Have you been itching to start for a long time, or has it just been a matter of doing whatever the team asks you to do?
"Honestly, every player who wants to be great has the itch to start. But the time hasn't been right, and like I said, the Lord blessed me and now it's time. How it happened is unfortunate, but God works in different ways, and I feel like it's time for Him to allow me to play and now it's time to go out there and honor Him and play."
You and Dekoda Watson saw a lot of action against Carolina and San Francisco in November when Quincy was out with a different injury, and the defense played extremely well in those two games. Did that give you confidence that you could once again step up and play as well or better than the guy you're replacing?

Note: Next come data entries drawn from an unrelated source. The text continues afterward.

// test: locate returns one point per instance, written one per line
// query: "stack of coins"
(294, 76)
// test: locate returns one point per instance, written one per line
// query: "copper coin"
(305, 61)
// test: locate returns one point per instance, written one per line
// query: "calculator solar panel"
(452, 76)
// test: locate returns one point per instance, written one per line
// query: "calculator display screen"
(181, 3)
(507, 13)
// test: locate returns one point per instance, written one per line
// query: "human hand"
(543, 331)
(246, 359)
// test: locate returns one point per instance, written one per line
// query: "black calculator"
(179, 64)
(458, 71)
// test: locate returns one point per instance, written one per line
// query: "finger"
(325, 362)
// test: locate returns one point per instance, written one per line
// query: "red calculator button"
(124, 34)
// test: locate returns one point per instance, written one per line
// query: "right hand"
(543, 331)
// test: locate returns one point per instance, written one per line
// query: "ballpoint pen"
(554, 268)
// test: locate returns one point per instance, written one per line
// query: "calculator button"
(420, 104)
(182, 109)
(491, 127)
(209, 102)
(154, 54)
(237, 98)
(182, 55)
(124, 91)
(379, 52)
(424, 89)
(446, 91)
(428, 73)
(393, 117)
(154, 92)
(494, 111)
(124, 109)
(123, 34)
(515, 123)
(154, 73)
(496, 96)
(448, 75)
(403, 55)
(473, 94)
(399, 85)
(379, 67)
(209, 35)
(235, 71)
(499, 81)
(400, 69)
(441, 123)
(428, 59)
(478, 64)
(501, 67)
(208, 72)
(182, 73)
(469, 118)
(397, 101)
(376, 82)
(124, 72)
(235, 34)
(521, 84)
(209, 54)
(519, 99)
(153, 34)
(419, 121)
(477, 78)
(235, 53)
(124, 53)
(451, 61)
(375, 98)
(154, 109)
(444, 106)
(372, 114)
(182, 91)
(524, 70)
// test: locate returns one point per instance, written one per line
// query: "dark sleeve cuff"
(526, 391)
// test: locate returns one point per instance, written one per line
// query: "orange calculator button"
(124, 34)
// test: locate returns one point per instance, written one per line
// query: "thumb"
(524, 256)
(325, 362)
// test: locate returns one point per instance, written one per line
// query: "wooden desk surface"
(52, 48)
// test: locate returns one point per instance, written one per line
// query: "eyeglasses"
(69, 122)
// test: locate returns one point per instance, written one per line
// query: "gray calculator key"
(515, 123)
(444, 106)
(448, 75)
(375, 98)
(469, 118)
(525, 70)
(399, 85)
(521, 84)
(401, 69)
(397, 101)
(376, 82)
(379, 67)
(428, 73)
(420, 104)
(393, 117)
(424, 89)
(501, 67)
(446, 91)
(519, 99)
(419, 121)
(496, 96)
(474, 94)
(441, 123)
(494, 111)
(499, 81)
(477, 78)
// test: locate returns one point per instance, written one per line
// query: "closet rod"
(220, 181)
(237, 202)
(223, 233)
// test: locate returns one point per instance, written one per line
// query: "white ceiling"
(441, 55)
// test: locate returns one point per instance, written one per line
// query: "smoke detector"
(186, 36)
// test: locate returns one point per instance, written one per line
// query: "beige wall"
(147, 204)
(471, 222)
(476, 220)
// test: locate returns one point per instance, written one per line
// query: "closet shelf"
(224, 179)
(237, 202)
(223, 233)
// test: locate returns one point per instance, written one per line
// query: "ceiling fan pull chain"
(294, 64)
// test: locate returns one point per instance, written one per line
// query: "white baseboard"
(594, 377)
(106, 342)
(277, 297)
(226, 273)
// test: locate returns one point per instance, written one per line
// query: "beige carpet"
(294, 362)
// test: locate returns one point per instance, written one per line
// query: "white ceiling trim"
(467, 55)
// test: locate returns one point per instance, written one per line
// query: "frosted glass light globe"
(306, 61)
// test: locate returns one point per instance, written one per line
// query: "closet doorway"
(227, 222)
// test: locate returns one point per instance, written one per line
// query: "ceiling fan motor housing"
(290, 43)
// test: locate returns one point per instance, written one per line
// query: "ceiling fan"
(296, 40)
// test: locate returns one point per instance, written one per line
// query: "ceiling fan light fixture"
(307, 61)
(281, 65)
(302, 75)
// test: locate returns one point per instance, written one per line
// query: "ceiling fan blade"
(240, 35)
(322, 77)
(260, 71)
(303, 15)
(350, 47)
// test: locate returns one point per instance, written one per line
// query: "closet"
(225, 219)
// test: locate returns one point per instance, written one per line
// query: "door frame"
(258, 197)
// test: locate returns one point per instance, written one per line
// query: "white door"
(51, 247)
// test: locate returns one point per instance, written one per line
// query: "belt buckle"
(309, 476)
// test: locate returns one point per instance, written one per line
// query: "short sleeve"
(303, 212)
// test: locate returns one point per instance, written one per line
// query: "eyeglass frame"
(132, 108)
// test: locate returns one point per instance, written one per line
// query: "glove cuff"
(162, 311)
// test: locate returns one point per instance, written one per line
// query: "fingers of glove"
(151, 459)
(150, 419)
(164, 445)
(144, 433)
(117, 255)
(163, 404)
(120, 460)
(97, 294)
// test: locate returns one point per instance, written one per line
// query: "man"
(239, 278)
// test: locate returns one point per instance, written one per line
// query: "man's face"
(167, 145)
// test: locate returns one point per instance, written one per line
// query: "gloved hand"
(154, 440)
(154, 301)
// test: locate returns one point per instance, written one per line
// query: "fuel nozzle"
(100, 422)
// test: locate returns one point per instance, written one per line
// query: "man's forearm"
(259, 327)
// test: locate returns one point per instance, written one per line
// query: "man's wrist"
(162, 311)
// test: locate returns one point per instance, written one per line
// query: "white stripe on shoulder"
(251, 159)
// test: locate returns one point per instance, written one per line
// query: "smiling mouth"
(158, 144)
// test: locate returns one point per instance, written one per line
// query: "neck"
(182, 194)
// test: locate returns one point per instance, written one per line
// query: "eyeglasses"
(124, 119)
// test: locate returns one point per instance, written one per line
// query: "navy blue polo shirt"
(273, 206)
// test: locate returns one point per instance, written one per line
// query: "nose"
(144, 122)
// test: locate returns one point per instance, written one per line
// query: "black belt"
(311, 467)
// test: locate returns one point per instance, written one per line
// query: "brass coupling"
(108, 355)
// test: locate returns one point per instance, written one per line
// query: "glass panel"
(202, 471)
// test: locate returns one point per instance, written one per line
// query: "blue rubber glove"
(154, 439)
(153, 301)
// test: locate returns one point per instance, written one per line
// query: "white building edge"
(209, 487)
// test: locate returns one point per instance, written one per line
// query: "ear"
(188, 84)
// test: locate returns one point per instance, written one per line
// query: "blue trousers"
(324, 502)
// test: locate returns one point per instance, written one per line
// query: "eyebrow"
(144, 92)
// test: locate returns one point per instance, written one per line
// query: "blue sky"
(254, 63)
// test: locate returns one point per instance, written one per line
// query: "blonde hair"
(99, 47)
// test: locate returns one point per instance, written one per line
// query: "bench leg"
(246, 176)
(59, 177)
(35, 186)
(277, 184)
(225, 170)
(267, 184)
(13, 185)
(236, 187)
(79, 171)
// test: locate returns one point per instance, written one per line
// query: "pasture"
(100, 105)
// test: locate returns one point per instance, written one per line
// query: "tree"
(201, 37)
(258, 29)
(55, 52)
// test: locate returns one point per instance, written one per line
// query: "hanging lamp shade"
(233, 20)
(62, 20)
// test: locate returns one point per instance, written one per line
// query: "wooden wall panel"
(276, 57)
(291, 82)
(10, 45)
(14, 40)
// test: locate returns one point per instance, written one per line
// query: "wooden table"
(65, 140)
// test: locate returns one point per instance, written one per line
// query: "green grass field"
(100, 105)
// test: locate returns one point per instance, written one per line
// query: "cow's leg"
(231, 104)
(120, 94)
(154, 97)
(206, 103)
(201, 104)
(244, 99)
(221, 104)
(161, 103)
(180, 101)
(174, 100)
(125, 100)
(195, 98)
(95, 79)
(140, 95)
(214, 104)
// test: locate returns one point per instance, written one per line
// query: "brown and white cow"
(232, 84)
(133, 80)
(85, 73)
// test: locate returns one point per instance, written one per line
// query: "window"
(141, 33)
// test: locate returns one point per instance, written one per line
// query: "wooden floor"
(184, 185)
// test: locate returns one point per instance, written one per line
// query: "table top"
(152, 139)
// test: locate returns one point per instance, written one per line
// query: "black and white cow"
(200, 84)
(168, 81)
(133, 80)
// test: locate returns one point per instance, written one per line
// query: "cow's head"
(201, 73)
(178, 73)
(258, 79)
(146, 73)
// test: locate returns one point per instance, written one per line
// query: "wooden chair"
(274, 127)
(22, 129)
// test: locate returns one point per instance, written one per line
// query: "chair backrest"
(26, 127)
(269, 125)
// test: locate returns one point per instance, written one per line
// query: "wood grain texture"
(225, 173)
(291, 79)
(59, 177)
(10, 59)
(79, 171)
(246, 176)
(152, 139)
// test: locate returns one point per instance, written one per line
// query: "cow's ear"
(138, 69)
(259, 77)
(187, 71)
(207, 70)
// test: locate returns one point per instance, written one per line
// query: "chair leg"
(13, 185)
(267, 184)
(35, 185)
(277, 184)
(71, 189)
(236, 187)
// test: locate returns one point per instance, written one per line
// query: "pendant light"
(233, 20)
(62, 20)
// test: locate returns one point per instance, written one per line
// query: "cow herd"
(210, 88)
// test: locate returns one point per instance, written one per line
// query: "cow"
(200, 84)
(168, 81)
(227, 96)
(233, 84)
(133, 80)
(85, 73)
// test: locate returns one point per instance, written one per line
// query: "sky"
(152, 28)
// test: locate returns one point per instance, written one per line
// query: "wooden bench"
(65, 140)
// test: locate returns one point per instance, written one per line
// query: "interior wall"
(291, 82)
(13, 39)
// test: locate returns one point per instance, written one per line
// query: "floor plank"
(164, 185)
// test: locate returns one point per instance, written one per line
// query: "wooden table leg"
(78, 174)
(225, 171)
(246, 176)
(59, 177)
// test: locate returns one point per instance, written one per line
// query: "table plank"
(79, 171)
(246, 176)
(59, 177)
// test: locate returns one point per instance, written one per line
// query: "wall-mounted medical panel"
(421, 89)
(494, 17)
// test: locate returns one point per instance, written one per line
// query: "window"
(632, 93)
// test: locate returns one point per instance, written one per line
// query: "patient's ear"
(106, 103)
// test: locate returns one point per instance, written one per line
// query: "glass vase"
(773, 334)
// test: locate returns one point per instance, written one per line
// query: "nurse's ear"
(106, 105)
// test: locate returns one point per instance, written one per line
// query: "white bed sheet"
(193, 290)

"Definitely we can. We prepare to be the starter, and you never know what happens. In the NFL, they say any given play something can happen. So mentally you prepare for that every play, and I feel like we have. So all we can do is keep getting better in this last stretch of three games towards the playoffs and prepare that much harder."
Are there differences between you and Quincy in terms of strengths and style of play?
"Quincy obviously is a lot faster. Quincy is an unbelievably fast player. I feel like I'm fast and strong. We've very similar in how strong we are and our aggression. That's obviously why we were drafted here in the beginning, because we had that similar mentality and that play style. Granted, he's a little faster than me and a little taller, but I have instant leverage. We were both brought in here to be very similar and that type of linebacker that they enjoy and are molding us into."
You won't be the first player the Bucs have asked to step up and keep the playoff race on track this year…far from it. How has this team managed to keep winning despite so many recent injuries and lineup changes?
"We remain un-wavered. Things are going to happen. This is the NFL. We've got a lot of people who are grown men. He brings in people that he knows can step in at any minute, and that's kind of who he has. We have young, hungry players that know their opportunity can come by any means. You've just got to be ready to go."
This team wasn't expected by analysts to compete this year, but here you are with three weeks left right in the thick of the playoff race. How confident was this young team heading into the season and how much has that confidence grown during the course of the season?
"That all goes back to our head coach. Our head coach is a very confident man. People can tell by his energy and the way his demeanor is. That just kind of trickles off onto us and that's how we are. We're young, we're fast, we're talented, and we know that we're a good team. We knew that going into it, that we were a good, talented team. People didn't believe us, but it wasn't about them. It was about inside these buildings. That's the only thing that matters – the team you play for and the guys around you. We've always believed it, and you have your people still saying our schedule isn't that good, but it's the NFL. Look at Green Bay and Detroit [last weekend]. Detroit won. You never know what's going to happen on Sunday. We just keep playing and worry about our business inside this building and what it's going to take to get into the playoffs. Once you get to the playoffs, it's anybody's game."